Para o coordenador e professor do curso Design de Moda da FAESA, Edu Cozendey, o desfile representa uma oportunidade de mostrar como a formação acadêmica se traduz em projetos com identidade e potencial para o mercado. “Celebrar os 25 anos do curso de Design de Moda da FAESA no ES Fashion é reafirmar nosso compromisso com a formação de profissionais preparados para transformar o mercado. Levar as coleções dos estudantes para um dos principais eventos da moda capixaba demonstra a força da pesquisa, da criatividade e da inovação desenvolvidas ao longo da graduação, além de dar visibilidade aos novos talentos que ajudarão a construir o futuro do setor”, afirma.

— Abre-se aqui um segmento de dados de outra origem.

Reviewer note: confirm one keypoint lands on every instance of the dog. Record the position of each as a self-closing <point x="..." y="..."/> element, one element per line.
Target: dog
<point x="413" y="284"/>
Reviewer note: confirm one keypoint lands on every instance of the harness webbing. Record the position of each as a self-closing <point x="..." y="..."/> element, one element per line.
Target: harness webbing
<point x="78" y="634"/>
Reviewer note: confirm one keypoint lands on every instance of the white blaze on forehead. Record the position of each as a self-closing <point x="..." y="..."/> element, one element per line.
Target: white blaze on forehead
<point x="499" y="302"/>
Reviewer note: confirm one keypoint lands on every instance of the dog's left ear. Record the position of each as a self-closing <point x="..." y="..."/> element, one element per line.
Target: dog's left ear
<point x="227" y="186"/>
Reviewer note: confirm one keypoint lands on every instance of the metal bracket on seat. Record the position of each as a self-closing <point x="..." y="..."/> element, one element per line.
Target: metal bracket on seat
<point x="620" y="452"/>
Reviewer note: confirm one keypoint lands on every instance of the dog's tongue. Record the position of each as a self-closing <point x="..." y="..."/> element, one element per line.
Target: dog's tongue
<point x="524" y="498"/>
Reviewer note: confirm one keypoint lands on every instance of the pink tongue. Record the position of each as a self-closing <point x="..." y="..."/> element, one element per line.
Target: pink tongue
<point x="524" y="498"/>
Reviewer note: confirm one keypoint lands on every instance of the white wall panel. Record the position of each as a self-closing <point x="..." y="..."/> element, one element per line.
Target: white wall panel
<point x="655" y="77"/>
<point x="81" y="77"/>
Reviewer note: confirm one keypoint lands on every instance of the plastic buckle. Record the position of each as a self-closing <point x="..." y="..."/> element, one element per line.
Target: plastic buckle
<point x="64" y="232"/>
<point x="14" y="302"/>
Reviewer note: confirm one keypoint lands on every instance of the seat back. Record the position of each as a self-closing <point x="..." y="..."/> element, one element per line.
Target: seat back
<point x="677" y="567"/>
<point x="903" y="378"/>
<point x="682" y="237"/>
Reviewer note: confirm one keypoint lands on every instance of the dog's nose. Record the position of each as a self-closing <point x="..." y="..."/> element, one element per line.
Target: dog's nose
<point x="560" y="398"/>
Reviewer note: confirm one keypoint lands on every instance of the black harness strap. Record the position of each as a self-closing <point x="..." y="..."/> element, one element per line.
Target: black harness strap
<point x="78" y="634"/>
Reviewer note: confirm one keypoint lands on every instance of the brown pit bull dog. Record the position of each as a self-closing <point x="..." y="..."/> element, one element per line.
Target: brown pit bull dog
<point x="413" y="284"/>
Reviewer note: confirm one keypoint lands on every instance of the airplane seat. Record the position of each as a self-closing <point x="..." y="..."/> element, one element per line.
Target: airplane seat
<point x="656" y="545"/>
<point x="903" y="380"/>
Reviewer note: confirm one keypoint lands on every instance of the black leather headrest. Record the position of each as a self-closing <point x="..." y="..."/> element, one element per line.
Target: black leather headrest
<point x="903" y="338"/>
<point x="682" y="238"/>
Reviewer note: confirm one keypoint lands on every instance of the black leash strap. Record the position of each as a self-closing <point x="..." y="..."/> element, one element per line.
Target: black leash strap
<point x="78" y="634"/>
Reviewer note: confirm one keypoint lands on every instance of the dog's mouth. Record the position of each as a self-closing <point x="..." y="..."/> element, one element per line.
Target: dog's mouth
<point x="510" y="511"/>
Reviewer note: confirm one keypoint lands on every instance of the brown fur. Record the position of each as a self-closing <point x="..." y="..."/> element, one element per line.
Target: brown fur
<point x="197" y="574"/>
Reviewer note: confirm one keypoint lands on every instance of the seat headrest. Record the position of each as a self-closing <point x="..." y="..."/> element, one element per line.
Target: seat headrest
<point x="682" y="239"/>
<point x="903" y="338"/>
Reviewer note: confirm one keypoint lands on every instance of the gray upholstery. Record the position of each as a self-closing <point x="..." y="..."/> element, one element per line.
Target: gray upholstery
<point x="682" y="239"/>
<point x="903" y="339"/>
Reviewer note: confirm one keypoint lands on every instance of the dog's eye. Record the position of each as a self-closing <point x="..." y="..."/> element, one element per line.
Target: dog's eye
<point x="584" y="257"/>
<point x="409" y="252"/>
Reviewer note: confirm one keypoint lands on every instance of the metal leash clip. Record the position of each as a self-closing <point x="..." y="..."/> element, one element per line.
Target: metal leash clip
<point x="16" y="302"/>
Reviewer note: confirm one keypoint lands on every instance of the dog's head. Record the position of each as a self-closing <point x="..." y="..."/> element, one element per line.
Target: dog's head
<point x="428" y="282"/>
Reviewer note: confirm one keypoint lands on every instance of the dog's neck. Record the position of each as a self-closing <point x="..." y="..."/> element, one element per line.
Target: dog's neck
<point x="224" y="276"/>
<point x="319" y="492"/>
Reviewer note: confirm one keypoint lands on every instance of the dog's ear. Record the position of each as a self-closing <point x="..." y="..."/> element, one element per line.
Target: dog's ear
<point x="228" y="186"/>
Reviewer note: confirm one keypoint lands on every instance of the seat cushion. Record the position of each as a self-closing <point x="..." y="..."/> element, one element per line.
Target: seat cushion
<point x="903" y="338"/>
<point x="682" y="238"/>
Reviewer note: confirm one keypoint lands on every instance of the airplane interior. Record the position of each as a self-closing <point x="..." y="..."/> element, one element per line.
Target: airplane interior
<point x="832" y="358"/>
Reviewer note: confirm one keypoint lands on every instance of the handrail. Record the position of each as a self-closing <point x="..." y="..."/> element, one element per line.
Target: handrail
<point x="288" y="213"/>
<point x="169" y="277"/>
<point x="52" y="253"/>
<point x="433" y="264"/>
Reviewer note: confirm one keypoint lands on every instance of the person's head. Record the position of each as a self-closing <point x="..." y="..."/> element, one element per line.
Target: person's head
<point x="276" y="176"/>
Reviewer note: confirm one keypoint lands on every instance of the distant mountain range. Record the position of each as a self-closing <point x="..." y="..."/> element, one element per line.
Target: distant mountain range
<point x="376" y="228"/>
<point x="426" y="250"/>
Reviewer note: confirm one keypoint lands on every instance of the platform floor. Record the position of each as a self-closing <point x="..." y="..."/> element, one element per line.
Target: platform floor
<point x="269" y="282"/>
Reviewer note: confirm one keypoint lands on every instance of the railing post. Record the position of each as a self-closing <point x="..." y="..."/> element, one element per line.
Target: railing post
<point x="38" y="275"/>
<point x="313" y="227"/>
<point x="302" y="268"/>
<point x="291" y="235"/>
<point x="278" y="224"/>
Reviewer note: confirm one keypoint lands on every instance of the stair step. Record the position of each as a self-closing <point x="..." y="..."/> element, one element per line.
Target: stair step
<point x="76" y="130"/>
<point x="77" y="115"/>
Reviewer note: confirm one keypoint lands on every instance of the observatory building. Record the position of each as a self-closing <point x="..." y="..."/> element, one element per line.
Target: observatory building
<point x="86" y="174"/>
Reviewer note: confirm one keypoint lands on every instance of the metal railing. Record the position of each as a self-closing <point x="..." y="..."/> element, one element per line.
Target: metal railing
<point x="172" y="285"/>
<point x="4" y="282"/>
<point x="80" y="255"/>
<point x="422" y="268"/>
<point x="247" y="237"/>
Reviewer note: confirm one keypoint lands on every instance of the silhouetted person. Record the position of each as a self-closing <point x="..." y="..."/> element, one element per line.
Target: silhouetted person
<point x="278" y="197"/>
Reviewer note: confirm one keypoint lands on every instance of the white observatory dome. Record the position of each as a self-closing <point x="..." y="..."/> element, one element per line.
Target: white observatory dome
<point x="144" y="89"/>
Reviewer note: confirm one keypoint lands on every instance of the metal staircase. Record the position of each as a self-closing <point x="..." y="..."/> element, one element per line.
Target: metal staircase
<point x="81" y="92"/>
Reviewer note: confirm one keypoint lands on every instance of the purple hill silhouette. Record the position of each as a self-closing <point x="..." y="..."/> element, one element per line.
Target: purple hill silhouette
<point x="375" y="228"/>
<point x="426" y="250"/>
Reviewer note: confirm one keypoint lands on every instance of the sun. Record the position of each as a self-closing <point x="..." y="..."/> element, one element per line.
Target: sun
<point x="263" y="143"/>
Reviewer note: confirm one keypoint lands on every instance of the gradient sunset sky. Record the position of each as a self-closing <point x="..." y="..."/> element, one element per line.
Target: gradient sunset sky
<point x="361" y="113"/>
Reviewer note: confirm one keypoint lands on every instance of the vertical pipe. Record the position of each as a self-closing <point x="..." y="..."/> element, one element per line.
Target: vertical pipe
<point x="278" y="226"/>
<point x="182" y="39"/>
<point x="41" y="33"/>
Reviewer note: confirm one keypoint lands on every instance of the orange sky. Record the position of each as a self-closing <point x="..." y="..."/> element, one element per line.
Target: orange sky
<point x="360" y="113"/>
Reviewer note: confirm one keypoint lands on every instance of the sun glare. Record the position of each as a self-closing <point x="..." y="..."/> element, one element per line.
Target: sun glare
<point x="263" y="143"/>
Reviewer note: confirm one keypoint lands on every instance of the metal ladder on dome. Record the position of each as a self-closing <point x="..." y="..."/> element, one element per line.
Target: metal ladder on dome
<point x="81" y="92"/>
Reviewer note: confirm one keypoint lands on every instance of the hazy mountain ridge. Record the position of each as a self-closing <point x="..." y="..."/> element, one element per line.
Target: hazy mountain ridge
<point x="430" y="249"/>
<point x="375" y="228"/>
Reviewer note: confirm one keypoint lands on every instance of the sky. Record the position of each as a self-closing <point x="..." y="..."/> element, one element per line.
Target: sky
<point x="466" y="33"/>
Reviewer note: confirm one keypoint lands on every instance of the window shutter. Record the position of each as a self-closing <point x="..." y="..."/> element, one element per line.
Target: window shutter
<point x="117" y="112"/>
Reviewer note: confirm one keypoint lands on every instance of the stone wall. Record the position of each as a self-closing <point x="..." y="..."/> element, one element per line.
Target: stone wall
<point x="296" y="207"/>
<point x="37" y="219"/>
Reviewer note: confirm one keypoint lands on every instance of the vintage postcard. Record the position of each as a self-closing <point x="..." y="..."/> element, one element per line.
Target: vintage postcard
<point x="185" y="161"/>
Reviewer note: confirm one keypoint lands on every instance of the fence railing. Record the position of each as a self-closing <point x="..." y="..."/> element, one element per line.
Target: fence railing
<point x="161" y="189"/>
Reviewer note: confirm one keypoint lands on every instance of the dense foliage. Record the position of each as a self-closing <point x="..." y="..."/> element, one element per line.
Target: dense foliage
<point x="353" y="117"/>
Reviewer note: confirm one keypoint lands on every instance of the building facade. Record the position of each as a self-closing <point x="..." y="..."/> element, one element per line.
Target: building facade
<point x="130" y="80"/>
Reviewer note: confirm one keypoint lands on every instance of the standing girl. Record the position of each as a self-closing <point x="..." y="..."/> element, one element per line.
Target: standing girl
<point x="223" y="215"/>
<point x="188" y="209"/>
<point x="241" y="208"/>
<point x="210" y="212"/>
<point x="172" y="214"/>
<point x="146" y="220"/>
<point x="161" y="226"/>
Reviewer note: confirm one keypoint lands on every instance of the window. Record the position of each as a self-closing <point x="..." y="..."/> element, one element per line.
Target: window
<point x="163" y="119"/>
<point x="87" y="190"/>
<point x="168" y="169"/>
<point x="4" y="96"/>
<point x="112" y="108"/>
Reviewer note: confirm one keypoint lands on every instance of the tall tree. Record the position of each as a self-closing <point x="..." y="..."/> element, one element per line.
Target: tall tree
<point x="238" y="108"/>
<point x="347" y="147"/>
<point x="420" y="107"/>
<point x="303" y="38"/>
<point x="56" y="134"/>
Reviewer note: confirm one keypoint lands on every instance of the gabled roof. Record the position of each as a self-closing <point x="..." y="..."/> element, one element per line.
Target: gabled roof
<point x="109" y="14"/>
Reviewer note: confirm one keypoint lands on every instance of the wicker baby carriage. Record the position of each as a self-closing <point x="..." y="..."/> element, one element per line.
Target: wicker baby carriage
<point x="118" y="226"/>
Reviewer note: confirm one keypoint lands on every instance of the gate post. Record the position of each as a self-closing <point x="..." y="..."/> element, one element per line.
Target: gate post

Entre os destaques está Do Terreiro à Rua, coleção criada por Thays Assis Almeida, que transforma a riqueza simbólica das religiões de matriz africana em moda urbana contemporânea. Inspiradas nos orixás Exu, Ogum, Ossaim, Oxum, Logun Edé e Yewá, as peças reinterpretam elementos culturais e espirituais em modelagens amplas, tecidos naturais e uma cartela de cores que dialoga com a ancestralidade afro-brasileira. A proposta utiliza a moda como ferramenta de afirmação identitária, representatividade e valorização da diversidade cultural.
Outro projeto que integra o desfile é Ghouls Alive, desenvolvido por Steicy Alves Dellabianca. Inspirada no universo de Monster High, a coleção aproxima moda, cultura pop e nostalgia ao explorar o cosplay como forma de expressão criativa e identitária. Com figurinos produzidos por meio de técnicas artesanais, como pintura manual e bordado, o trabalho valoriza a personalização, o fazer manual e a conexão afetiva entre fãs e personagens, traduzindo o universo geek para uma proposta autoral de design de moda.

Já Gabriela Alves, que assina a coleção Entrelace: O Corpo como Tela Viva, aproxima moda, arte e saúde mental ao utilizar o crochê e a pintura manual como elementos centrais do processo criativo. Inspirado nos desafios da ansiedade contemporânea, o projeto propõe uma moda sensorial, que valoriza o fazer artesanal, o autocuidado e a expressão das emoções por meio do vestuário.

Para a professora do curso de Design de Moda da FAESA e orientadora dos projetos, Marielle Vasconcellos, as coleções revelam uma geração de profissionais preparada para compreender a moda como ferramenta de transformação. “Cada projeto nasce de uma investigação profunda sobre questões contemporâneas e demonstra como o design pode dialogar com diferentes aspectos da sociedade. É muito gratificante ver esses estudantes apresentando coleções autorais em um evento como o ES Fashion, porque isso evidencia não apenas a criatividade, mas também a capacidade técnica, crítica e inovadora dos novos talentos da moda capixaba.”